Ideal for eating fresh, Washington Navel oranges are seedless, easy to peel and have excellent flavor.
The dwarf version grows to half the normal size, but can be pruned to a meter tall.
The Washington Navel orange tree, an evergreen tree, has pretty elliptical leaves that give off a wonderful fragrance all year round. In spring, clusters of white flowers appear along the branches.
Like all orange trees, the Washington Navel likes heat and sunlight.
In frost-free regions, it can be planted directly in the ground.

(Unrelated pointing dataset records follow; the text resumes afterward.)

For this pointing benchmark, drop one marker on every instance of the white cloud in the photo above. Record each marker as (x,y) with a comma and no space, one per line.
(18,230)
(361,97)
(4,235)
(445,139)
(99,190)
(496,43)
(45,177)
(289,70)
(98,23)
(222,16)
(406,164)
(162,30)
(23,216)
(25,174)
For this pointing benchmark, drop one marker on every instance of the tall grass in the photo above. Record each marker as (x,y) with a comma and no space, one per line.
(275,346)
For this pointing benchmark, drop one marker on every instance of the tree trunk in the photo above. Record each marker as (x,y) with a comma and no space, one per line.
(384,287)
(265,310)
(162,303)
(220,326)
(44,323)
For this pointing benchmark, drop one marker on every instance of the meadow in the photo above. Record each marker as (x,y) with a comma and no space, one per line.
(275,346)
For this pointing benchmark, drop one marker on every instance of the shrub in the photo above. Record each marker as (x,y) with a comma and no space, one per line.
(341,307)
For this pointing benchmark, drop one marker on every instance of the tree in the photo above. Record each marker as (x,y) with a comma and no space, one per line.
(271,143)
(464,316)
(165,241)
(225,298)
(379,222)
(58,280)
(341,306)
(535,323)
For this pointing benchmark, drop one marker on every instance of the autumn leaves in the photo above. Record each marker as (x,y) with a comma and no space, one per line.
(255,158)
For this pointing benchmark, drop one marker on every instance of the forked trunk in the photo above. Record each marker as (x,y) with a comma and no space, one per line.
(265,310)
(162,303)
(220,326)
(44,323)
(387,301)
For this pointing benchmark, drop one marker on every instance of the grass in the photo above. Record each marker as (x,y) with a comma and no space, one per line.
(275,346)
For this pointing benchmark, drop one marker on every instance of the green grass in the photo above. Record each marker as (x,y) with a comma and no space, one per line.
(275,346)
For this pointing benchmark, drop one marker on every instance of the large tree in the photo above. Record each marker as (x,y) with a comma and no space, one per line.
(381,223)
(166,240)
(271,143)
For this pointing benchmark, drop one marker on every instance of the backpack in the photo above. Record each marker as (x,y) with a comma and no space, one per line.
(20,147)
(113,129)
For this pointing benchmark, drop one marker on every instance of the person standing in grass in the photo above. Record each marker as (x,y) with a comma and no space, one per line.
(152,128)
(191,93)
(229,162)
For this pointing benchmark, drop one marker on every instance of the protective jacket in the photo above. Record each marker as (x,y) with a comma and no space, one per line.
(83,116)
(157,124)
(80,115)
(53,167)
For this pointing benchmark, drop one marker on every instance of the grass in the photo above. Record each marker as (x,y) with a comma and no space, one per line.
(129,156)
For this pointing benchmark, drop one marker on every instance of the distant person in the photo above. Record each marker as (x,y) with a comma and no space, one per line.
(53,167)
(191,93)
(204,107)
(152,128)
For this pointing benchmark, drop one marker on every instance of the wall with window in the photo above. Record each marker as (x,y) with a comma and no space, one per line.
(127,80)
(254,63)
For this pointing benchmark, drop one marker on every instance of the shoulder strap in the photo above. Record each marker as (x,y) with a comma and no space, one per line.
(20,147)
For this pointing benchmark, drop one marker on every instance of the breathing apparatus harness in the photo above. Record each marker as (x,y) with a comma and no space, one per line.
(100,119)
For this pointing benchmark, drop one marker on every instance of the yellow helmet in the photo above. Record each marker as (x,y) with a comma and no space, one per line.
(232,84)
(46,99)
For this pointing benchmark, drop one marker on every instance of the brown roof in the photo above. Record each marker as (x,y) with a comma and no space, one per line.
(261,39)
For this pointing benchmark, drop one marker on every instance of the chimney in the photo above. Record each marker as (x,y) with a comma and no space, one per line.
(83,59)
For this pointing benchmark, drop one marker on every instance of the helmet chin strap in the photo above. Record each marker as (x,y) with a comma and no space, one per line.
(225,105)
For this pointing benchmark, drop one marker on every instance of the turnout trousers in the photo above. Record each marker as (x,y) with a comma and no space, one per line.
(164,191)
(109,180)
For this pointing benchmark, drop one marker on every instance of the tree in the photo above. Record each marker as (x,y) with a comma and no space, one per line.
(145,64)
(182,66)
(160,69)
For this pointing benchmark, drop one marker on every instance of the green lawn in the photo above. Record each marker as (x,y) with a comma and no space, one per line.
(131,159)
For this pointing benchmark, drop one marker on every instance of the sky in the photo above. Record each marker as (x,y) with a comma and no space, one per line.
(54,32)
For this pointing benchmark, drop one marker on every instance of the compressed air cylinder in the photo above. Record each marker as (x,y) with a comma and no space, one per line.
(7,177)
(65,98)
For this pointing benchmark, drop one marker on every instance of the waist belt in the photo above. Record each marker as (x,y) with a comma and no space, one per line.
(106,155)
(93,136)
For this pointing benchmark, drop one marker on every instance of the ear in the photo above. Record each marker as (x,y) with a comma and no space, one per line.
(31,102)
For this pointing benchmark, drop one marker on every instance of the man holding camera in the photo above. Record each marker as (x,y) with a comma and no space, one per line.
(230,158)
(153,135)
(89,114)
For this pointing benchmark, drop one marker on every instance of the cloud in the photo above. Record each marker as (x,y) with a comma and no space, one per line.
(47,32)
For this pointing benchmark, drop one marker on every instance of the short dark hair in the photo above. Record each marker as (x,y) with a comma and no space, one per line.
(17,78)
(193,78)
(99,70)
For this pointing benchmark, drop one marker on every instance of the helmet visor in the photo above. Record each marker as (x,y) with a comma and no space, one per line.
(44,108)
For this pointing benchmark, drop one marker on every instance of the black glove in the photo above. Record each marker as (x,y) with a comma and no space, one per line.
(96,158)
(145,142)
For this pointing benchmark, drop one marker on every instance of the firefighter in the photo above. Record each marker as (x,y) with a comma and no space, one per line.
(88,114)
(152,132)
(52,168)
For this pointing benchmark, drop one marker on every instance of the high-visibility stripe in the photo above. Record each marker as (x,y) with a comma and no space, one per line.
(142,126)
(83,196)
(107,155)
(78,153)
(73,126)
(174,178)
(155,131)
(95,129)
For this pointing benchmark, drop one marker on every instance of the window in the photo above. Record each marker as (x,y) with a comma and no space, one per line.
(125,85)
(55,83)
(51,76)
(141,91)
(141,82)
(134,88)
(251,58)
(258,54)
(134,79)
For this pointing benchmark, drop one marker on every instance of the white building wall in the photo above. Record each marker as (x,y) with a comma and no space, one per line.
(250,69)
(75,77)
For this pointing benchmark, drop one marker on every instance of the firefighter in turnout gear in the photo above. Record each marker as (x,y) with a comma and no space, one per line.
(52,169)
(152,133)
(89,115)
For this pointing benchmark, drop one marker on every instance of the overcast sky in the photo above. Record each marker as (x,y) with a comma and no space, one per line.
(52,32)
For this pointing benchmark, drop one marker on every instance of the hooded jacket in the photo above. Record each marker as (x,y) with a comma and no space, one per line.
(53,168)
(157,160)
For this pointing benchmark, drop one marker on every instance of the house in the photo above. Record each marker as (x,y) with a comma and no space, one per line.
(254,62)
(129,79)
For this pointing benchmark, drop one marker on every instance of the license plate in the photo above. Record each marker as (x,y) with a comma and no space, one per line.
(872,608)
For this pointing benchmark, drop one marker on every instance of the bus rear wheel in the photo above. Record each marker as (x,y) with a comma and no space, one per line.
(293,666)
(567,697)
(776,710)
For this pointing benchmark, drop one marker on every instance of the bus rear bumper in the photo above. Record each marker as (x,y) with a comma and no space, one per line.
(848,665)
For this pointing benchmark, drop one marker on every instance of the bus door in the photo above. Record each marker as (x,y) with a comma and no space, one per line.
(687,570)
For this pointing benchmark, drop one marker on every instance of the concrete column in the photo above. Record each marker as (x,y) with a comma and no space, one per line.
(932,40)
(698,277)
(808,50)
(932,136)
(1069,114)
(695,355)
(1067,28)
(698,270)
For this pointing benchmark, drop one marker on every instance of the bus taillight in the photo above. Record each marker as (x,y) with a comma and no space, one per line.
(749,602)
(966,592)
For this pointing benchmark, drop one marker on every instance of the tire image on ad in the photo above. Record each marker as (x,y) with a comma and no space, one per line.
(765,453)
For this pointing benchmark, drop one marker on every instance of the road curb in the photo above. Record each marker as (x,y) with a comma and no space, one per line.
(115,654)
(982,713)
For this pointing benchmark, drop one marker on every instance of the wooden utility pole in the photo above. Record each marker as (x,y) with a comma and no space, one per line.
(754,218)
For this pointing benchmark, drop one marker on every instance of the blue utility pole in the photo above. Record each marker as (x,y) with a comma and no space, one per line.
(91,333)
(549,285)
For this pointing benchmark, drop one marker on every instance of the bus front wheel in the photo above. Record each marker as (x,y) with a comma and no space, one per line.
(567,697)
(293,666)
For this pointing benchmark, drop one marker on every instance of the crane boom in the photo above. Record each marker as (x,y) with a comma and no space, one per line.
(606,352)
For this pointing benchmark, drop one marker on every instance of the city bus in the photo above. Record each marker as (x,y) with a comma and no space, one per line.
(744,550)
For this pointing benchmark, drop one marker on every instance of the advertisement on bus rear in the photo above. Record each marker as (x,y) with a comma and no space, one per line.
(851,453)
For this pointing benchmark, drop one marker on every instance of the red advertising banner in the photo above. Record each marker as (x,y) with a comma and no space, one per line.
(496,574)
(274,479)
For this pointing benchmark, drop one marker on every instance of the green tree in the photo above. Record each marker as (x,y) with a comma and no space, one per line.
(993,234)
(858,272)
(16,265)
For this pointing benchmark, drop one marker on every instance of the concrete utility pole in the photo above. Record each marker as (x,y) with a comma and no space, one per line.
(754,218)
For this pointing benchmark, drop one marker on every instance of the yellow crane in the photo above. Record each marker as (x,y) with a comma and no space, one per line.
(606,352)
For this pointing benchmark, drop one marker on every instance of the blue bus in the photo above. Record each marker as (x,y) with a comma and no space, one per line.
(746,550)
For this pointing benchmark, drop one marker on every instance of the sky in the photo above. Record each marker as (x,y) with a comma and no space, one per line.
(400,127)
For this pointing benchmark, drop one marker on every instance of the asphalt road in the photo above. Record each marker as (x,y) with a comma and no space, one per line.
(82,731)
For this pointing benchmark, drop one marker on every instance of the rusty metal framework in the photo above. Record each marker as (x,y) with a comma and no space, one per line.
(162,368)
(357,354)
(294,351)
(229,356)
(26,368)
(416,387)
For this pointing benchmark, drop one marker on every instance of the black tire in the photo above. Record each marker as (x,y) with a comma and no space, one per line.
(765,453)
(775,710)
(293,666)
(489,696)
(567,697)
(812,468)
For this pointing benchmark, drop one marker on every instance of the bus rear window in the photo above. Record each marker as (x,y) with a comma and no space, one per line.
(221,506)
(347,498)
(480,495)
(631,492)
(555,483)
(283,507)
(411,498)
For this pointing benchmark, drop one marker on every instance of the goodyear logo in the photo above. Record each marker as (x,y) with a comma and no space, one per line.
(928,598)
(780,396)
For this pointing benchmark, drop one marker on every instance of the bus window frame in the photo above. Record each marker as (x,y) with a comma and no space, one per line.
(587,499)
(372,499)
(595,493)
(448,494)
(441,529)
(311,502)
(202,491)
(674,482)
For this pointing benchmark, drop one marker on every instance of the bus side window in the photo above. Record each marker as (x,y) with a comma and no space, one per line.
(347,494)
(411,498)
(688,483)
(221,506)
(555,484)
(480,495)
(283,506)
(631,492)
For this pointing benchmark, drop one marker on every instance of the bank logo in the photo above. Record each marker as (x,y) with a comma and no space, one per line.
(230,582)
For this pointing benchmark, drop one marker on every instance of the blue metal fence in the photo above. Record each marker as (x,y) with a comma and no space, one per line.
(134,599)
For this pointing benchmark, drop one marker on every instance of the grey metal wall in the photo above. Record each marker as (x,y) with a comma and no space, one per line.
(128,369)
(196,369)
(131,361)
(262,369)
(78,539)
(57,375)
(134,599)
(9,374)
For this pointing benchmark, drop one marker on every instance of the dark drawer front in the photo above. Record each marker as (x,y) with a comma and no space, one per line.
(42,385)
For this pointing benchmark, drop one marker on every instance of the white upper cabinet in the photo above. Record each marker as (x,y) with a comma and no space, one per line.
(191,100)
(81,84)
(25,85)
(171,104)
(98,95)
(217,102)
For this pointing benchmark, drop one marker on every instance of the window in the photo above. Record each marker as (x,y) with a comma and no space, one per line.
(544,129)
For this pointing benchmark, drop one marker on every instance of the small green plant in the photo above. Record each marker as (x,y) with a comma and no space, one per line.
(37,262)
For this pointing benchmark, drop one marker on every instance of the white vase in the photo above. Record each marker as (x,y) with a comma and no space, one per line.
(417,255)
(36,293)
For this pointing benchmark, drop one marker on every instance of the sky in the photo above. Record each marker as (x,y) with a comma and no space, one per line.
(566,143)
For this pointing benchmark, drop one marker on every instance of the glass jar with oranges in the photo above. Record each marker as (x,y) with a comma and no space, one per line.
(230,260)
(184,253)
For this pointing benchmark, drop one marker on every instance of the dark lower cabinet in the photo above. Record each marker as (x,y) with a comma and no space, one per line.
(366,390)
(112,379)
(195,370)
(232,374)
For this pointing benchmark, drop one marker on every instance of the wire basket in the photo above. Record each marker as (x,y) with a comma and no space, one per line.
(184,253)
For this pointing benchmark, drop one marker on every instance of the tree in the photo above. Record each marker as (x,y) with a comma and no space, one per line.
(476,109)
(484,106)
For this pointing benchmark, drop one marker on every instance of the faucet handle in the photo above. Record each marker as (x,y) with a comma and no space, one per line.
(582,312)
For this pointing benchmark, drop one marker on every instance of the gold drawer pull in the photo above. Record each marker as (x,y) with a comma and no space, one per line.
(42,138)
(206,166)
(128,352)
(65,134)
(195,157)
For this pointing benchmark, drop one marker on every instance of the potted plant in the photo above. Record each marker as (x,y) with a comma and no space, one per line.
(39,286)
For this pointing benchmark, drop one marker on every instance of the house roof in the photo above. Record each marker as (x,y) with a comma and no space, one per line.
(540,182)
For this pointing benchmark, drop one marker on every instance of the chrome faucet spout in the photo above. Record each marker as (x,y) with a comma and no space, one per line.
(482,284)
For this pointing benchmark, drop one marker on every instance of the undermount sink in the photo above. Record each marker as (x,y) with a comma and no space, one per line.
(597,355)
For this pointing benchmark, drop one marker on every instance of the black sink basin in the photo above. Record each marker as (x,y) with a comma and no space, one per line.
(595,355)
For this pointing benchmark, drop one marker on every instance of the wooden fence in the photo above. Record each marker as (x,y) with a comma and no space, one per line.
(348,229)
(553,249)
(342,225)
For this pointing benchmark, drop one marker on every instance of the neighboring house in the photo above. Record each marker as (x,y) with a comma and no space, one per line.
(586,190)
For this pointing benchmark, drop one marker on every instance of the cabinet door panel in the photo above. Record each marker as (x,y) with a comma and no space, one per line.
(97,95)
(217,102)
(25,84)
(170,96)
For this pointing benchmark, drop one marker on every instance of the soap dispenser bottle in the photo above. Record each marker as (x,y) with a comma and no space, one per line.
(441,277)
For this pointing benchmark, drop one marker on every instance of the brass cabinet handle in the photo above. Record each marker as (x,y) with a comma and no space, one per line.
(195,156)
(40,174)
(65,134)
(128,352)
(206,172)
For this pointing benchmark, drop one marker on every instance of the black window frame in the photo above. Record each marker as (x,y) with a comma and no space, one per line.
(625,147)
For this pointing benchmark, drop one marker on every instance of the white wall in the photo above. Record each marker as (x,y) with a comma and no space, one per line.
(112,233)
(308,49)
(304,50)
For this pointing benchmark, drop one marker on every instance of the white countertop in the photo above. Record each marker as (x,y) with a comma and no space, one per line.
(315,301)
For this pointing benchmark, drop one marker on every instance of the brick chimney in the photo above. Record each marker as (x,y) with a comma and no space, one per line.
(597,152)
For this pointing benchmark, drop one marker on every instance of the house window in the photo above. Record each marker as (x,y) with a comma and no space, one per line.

There are varieties that can be grown in pots and brought indoors as soon as temperatures drop.
6. Celestial Fig.
Fig trees are native to warm and temperate regions of the Mediterranean.
It grows to a beautiful, multi-branched tree with silver-gray bark and deeply lobed leaves, bearing small, inconspicuous green flowers in spring. Although less showy than other fruit trees when in bloom, this small tree will provide plenty of figs in late summer.
Dwarf varieties of mango, such as ice cream, can be easily grown in containers and placed on a balcony or patio.
Although mango trees are best suited to warm tropical climates, container-grown mangoes can be placed outdoors in the spring and summer and brought indoors before temperatures reach 4°C.
8. Lemon tree.
Lemon trees are ideal dwarf fruit trees for container growing. Enjoy a sunny location. You can find dwarf lemon trees here.